The installation begins with 2x2 furring strips screwed through the drywall into the framing, outlining the soffit areas (2). Intermittent blocking provides added support for the soffit drywall. The job shown here is new construction, but the method would be no different in a remodeling situation. In fact, the border areas can conceal new wiring runs for retrofit lighting fixtures.
Ferguson applies 1/2-inch drywall over the furring (3) and then trims it flush with a zip tool (4). Cleaning up raggedness and dangling paper with a rasp provides a crisp edge (5).
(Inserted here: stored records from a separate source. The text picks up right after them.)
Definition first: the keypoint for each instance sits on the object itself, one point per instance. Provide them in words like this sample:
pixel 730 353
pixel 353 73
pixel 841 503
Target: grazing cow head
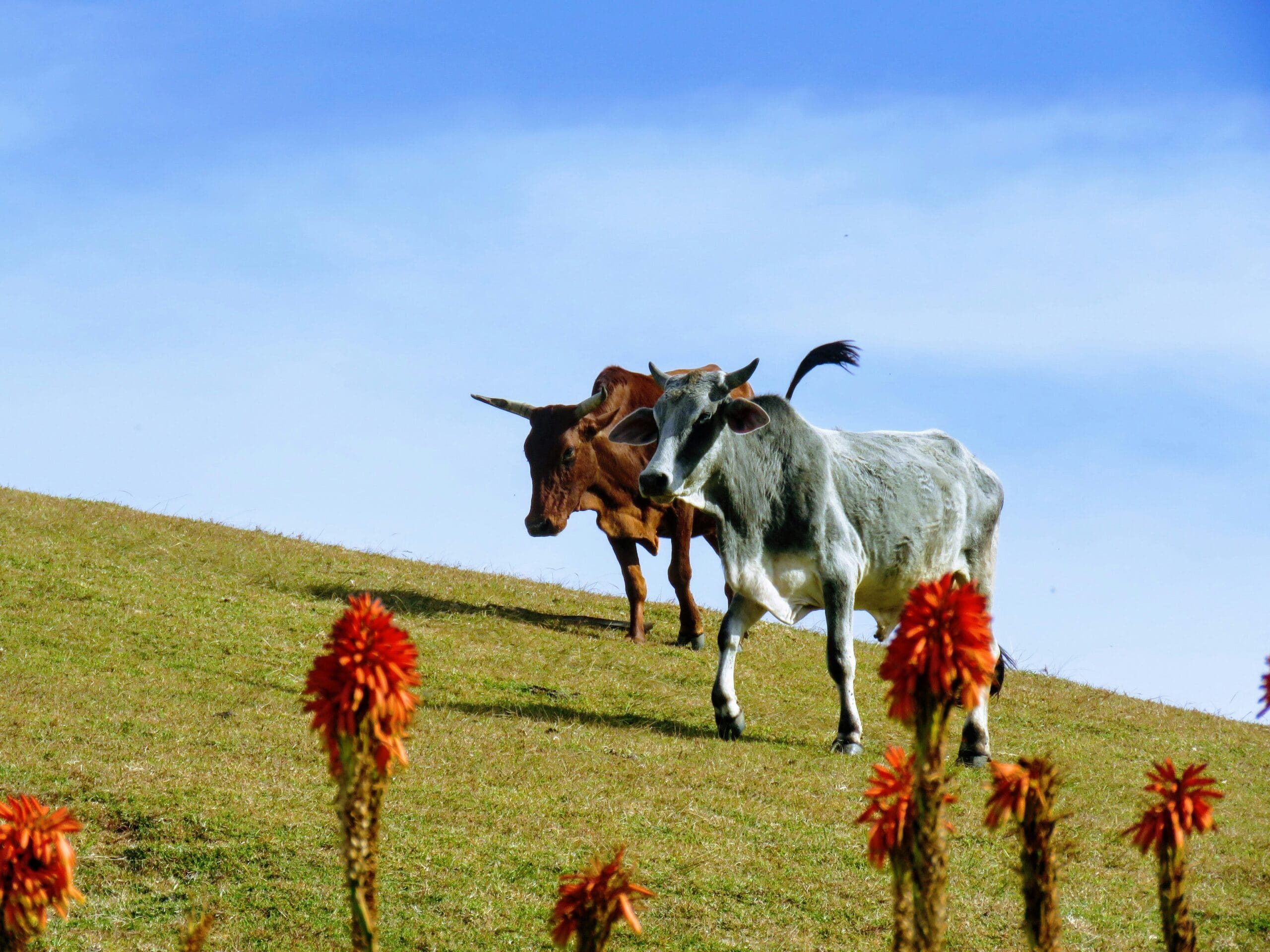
pixel 686 423
pixel 562 457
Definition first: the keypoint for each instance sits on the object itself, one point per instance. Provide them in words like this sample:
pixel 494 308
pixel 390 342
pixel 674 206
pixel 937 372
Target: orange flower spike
pixel 37 864
pixel 592 901
pixel 890 800
pixel 366 672
pixel 1010 783
pixel 943 644
pixel 1184 808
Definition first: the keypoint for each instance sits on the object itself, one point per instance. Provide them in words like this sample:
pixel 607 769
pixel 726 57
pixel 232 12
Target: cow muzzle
pixel 540 526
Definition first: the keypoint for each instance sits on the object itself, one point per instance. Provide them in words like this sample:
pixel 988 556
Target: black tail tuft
pixel 1006 663
pixel 840 352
A block of 2x4 added on the fly (6) backs up random butt joints, preventing movement and cracking (7) and allowing infill pieces to be quickly fitted without reference to a framing layout (8).
Once the drywall is installed, the exposed edge of the furring is covered with the 3-inch-wide EZ-Tray corner bead (9). Ferguson covers the long runs first, butting square-cut ends into the corners (10). Next — although the instructions don’t include this step — he applies adhesive caulk behind the top of the bead to help position and hold it against the ceiling drywall. The vinyl bead cuts easily with snips or a utility knife, and overlapping “mitered” corners are simple to make with a proprietary angle marker. Using spray adhesive, he then sticks the narrow installation flange to the drywall, staples it at 10-inch intervals, and covers it with compound (11). The angled face serves as a finished surface and requires no compound.
After taping, finishing, and priming the drywall, Ferguson uses acrylic caulk to blend the miters and integrate the top edge into the ceiling. The caulk readily takes texture and paint and gets finished with the ceiling for a seamless appearance. He prices the average soffit at about $10 per linear foot, based on the room’s perimeter dimensions.